= ITURO =

Istanbul Technical University Robot Olympics (ITURO) (Turkish: İstanbul Teknik Üniversitesi Robot Olimpiyatları (İTÜRO)) is a robotic organization consisting competitions, seminars, colloquies, panel discussions, exhibitions and workshops that has been hosted by Istanbul Technical University Control and Automation Student Society since 2007. The three-day organization ITURO is organized at ITU Suleyman Demirel Cultural Center in Ayazağa Campus in every spring. In 2015, there were ten categories and the categories are being updated every year.

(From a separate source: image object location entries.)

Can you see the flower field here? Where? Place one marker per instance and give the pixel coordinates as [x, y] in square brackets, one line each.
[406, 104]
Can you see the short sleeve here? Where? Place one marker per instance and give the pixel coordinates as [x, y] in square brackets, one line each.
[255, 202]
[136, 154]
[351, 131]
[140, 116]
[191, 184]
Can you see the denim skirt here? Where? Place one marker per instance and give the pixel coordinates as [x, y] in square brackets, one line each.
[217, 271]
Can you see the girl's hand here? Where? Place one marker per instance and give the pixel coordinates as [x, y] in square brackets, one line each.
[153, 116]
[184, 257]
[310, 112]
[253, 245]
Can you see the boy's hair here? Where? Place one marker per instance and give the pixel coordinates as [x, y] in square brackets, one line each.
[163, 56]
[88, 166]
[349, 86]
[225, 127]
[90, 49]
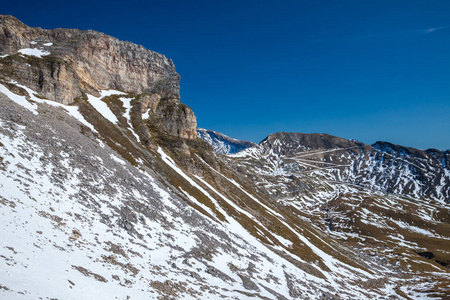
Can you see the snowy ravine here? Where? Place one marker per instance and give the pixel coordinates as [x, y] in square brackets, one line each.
[106, 191]
[78, 221]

Also, by the participation of experienced academics and industrial representatives, topics related to robotics and technology become discussed in both national and international manner.

== Purposes ==
- Drawing attention on robotics,
- Supporting interested people through seminars and colloquies with knowledge and experience, facilitating exhibitions for their works,
- Discussing the progress of robotics science and technology,
- Exploring new sights of robotics education,
- Questioning the capabilities of robot projects in industrial point of view and supporting them to become higher-level,
- Helping students to get in contact with academics and industrial representatives,
- Providing and supporting international communication in order to contribute to the development of robotics technology.

== Competitions ==

=== Line following ===

In this category, robots are aimed to maintain the position on the white line on a black track or the black line on a white track, by the help of the sensors they contain. The competition has three stages, which get harder in progress. Each robot compete one-by-one; the robot that complete the track including gates, ramps and bridges in the shortest period wins the competition. Further, in case of getting out-of-track or crashing on the gate, the robot gets a penalty in the scoring. The track is 40 cm in width and the lines on it are 2 cm in width.

=== Basketball ===

In this category, robots must sense the hoops and score baskets.

=== Micro sumo ===

This category consists of one-on-one matches on a ring called dojo. The robots are set to get the opponent robot out of the dojo. The robot that stays on the dojo wins one of the three rounds. After group matches, qualification stage proceeds and after that stage, final group qualifies. Succeeding final group matches, the robot that finishes the matches in the leader position wins the competition. A micro sumo robot should fit in a 5 cm × 5 cm box (in length and width). Dojos are round-shaped and 38.5 cm in width.

=== Fire fighting ===

In this category, robots are aimed to extinguish the candles in a maze-like built platform by the help of their sensors. The robots compete one-by-one and the robot that extinguished most candles in a certain time wins the competition. It is forbidden to use water, foam etc. to extinguish; robots have to blow air on candles. Also in case of knocking candles down or turning on the extinguishing system on an area without fire, the robot gets a penalty in the scoring. The width of the paths on the maze is 40 cm in width and the height of the walls are 20 cm in width.

=== Stair climbing ===

The robots competing in this category aims to climb a stairway with a continuously increasing height of steps. The robots compete one-by-one and the robot that has most stairs climbed up and down in the shortest time wins the competition. The stairs are 40 cm in width and 10 cm, 15 cm and 20 cm in height respectively.

=== Maze ===

The robots in this category are to finish the maze in two stages: Memorizing and application. The robots try to track the correct path by distinguish the right and wrong paths over the maze and aim to get out of it. Each robot compete one-by-one and the robot that managed to get out of the maze in the shortest period of time wins the competition. Crashing on walls and tracking the wrong path in the application stage occurs a penalty in the scoring. The corridors are 20 cm long and 20 cm wide.

=== Color Selecting ===

In this category robots must carry the cubes to correct colored areas.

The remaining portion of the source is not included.